Erzählformen: Das Reimpaar (28)

Metrisch geregelte Gedichte beziehen ihre Kraft aus dem Nebeneinander von Satz (Sprache) und Vers (Metrum); aus den unterschiedlichen Ansprüchen, die der Schreibende animmt und miteinander aussöhnt, und in deren Vereinigung das Gedicht lebt und atmet.

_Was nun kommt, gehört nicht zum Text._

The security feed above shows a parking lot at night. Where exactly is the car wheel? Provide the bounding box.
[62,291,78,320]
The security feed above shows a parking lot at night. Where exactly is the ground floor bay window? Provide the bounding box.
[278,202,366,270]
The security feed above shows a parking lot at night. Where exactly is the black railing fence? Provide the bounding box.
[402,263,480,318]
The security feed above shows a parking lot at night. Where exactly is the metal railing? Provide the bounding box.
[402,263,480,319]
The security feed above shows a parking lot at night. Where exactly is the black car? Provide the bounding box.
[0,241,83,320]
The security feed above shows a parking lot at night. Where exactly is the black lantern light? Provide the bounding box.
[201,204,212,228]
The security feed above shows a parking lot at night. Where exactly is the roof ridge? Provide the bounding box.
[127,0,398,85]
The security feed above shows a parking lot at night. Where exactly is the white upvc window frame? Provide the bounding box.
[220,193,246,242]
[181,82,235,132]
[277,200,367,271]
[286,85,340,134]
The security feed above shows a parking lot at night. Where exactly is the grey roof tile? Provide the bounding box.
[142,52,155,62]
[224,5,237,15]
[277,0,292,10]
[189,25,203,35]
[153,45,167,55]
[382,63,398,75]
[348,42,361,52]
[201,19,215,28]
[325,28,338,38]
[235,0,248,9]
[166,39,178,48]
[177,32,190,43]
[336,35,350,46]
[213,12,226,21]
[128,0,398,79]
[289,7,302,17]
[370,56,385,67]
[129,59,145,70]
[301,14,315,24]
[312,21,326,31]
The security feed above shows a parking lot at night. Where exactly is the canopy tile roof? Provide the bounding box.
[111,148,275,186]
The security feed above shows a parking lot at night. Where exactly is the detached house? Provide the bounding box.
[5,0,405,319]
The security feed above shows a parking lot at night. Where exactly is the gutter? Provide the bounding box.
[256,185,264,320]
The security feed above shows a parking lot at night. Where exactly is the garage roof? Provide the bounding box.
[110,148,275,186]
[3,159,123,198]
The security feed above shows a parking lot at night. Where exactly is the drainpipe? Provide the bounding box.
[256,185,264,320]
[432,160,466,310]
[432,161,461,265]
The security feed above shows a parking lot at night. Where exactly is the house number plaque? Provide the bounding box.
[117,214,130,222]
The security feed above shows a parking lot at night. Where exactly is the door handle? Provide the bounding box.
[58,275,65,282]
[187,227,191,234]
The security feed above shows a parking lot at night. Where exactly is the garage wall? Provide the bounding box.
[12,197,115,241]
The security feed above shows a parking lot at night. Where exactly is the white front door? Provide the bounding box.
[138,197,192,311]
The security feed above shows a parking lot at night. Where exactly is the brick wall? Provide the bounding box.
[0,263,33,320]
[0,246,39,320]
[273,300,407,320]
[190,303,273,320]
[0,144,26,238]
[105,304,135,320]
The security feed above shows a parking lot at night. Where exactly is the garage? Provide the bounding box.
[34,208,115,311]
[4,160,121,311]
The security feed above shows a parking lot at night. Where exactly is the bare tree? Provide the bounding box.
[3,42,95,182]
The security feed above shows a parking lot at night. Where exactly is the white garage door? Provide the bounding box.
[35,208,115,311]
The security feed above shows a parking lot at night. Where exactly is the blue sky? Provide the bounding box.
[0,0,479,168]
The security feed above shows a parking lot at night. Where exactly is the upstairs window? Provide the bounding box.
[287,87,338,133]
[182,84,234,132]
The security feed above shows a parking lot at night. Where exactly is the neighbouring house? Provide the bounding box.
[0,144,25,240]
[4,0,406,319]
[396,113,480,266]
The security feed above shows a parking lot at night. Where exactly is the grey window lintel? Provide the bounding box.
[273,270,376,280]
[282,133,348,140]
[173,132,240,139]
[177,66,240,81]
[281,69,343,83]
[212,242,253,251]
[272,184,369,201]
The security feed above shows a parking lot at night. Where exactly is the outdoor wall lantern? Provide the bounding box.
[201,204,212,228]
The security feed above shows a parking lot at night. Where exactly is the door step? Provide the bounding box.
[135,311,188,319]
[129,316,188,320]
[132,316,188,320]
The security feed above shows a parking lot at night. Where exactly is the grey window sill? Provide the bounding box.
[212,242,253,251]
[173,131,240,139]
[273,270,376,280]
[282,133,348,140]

Keine der beiden Größen darf sich dabei aufgeben. Gedichte, in denen zum Beispiel der Satz nichts von seinen Rechten aufgibt und der Vers nur insofern eine Rolle spielt, als dass aus der Menge der möglichen Sätze die ausgesucht werden, die zusätzlich zu der vollständigen sprachlichen Richtigkeit auch die Vorgaben des Metrums umsetzen, klingen meist spannungsarm, langweilig, tot; einmal wegen des fehlenden Spannungsverhältnisses, zum anderen aber auch wegen der sprachlichen Verarmung – ein Großteil der möglichen Sätze wird ja durch das Metrum „verunmöglicht“!

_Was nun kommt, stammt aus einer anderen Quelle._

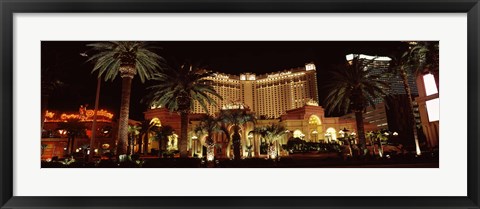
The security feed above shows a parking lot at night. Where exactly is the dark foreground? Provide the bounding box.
[41,153,439,168]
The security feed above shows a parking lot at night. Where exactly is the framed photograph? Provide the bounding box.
[1,0,479,208]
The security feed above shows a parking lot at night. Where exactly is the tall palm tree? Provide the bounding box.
[194,115,221,160]
[408,41,439,89]
[86,41,165,157]
[151,125,175,158]
[388,42,438,155]
[323,56,390,156]
[56,119,86,155]
[252,123,286,159]
[144,62,222,158]
[217,108,256,160]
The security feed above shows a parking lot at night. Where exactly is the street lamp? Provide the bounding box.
[393,132,398,136]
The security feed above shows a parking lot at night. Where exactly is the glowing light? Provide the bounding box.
[216,74,229,79]
[57,109,113,121]
[45,111,55,118]
[393,132,398,136]
[267,145,277,159]
[94,149,98,153]
[308,115,321,125]
[267,71,291,78]
[346,54,391,61]
[423,73,438,96]
[306,99,319,106]
[426,98,440,122]
[305,63,316,71]
[75,149,79,152]
[206,145,215,161]
[101,144,110,149]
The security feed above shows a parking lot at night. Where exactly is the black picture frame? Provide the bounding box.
[1,0,479,208]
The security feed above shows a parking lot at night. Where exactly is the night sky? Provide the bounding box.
[41,41,409,120]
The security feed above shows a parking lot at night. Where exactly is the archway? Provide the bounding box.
[325,127,337,143]
[293,130,305,140]
[226,125,245,159]
[150,117,161,127]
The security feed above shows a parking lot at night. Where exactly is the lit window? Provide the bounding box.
[423,73,438,96]
[426,98,439,122]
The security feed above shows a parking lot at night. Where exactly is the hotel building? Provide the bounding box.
[186,63,319,119]
[145,63,358,159]
[41,109,117,160]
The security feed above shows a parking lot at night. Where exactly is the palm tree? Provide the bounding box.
[144,62,222,158]
[86,41,165,157]
[323,56,390,156]
[217,108,256,160]
[41,67,64,131]
[137,120,157,155]
[56,119,86,155]
[194,115,221,160]
[408,41,439,89]
[252,123,287,159]
[151,125,175,158]
[366,130,388,157]
[388,42,438,155]
[127,125,141,155]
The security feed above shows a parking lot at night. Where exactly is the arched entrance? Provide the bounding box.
[308,115,322,142]
[325,127,337,143]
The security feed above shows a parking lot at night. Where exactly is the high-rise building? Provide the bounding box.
[345,54,418,104]
[186,63,319,118]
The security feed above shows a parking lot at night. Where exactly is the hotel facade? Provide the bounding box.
[151,63,319,119]
[145,63,358,159]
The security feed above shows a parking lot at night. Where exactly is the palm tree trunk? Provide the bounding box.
[143,132,149,154]
[180,112,189,158]
[400,69,422,155]
[127,135,132,156]
[138,134,143,154]
[116,76,133,156]
[354,111,367,156]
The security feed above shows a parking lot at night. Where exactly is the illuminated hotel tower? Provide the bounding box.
[192,63,319,118]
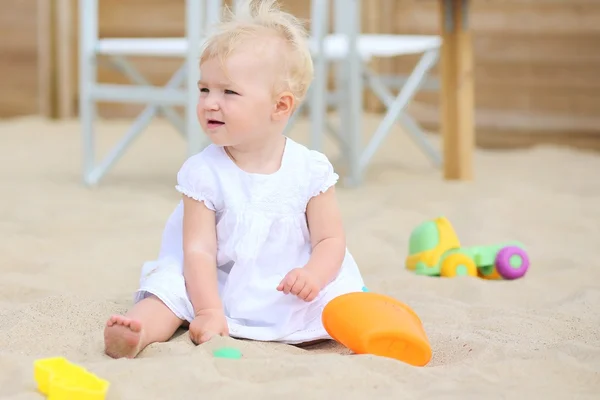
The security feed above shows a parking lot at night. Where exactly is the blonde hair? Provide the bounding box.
[200,0,314,106]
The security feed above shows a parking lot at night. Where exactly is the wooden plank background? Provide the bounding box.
[2,0,600,149]
[0,1,40,117]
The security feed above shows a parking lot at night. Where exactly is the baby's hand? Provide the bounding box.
[277,268,321,302]
[189,308,229,345]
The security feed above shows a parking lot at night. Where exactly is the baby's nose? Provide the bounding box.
[204,98,220,111]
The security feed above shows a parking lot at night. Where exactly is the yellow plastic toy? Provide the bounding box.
[322,291,432,366]
[34,357,109,400]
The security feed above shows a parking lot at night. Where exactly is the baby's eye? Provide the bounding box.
[199,87,209,93]
[224,89,239,95]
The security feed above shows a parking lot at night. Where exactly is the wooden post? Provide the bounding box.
[37,0,53,117]
[439,0,474,180]
[56,0,75,119]
[37,0,75,119]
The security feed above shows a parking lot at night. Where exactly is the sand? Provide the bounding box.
[1,114,599,399]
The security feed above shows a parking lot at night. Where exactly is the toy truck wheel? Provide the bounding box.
[495,246,529,280]
[440,254,477,277]
[478,266,503,280]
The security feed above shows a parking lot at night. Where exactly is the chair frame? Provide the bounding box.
[289,0,442,186]
[78,0,210,186]
[78,0,441,187]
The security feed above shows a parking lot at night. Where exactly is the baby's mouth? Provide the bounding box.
[207,119,225,128]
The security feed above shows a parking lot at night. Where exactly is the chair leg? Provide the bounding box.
[83,68,189,185]
[309,0,329,152]
[309,55,328,152]
[359,49,440,170]
[366,65,442,166]
[79,0,98,186]
[185,0,203,157]
[398,113,442,166]
[110,56,186,136]
[80,57,96,186]
[336,0,363,187]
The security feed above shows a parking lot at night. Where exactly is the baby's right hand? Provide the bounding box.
[189,309,229,345]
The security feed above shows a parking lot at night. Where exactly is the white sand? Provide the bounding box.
[1,115,599,399]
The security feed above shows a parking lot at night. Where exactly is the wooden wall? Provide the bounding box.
[0,1,39,117]
[389,0,600,149]
[2,0,600,149]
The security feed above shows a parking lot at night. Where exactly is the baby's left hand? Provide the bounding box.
[277,268,321,302]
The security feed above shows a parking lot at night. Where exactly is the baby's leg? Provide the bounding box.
[104,295,184,359]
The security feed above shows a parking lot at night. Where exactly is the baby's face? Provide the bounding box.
[197,47,281,148]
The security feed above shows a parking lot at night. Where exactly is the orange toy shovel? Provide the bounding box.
[322,292,432,366]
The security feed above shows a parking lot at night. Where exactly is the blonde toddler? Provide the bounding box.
[103,0,365,358]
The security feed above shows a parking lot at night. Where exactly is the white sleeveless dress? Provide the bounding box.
[134,137,365,344]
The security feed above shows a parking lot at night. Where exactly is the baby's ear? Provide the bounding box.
[272,91,295,120]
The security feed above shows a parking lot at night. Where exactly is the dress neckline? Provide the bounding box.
[220,137,290,178]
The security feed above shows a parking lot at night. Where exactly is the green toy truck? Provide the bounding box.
[405,217,530,280]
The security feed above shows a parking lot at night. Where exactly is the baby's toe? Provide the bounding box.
[129,319,142,332]
[111,315,129,326]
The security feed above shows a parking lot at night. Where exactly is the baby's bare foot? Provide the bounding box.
[104,315,143,359]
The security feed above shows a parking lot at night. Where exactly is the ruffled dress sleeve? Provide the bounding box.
[175,153,218,211]
[308,150,339,199]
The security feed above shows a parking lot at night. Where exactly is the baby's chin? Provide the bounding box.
[205,135,228,146]
[202,129,234,147]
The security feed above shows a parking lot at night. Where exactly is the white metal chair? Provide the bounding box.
[288,0,442,185]
[78,0,228,186]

Im fünften Band von Marie Luise Kaschnitz‘ „Gesammelten Werken“ (Insel 1985) findet sich auf den Seiten 125 und 126 der in Reimpaaren gehaltene Text „Vergänglichkeit“:

 

Ist keine Zeit so arge Zeit,
So tief ist keine Traurigkeit,

Dass nicht geheime Lebenskraft
Den Menschen sich zu Willen schafft.

Ob Feuer ihm das Haus verdarb;
Er ruht nicht, bis er’s neu erwarb.

Ob Not ihn aus der Heimat trieb;
Die fremde Erde ward ihm lieb.

Ob seinen Sohn die Kugel traf;
Er weckt sich andre aus dem Schlaf.

Ja, wenn man ihm das Herz zerbricht,
Er fühlt es nicht und weiß es nicht,

Weil unentwegt und unentwegt
Der Puls des Lebens weiterschlägt.

Und doch im Herbst ein kühler Hauch,
Ein fremdes Lied, ein bittrer Rauch

Genügt, dass seine ganze Welt,
Die blühende, zu Staub zerfällt.

 

„Er weckt sich andre aus dem Schlaf“ – ob dieser Ausdruck, dieser Satz ohne das Einwirken von Metrum und Reim so geschrieben worden wäre? Auch der Satzbau gleich des ersten Verspaars zeigt die angesprochene Spannung, und so vieles in diesen neun Verspaaren.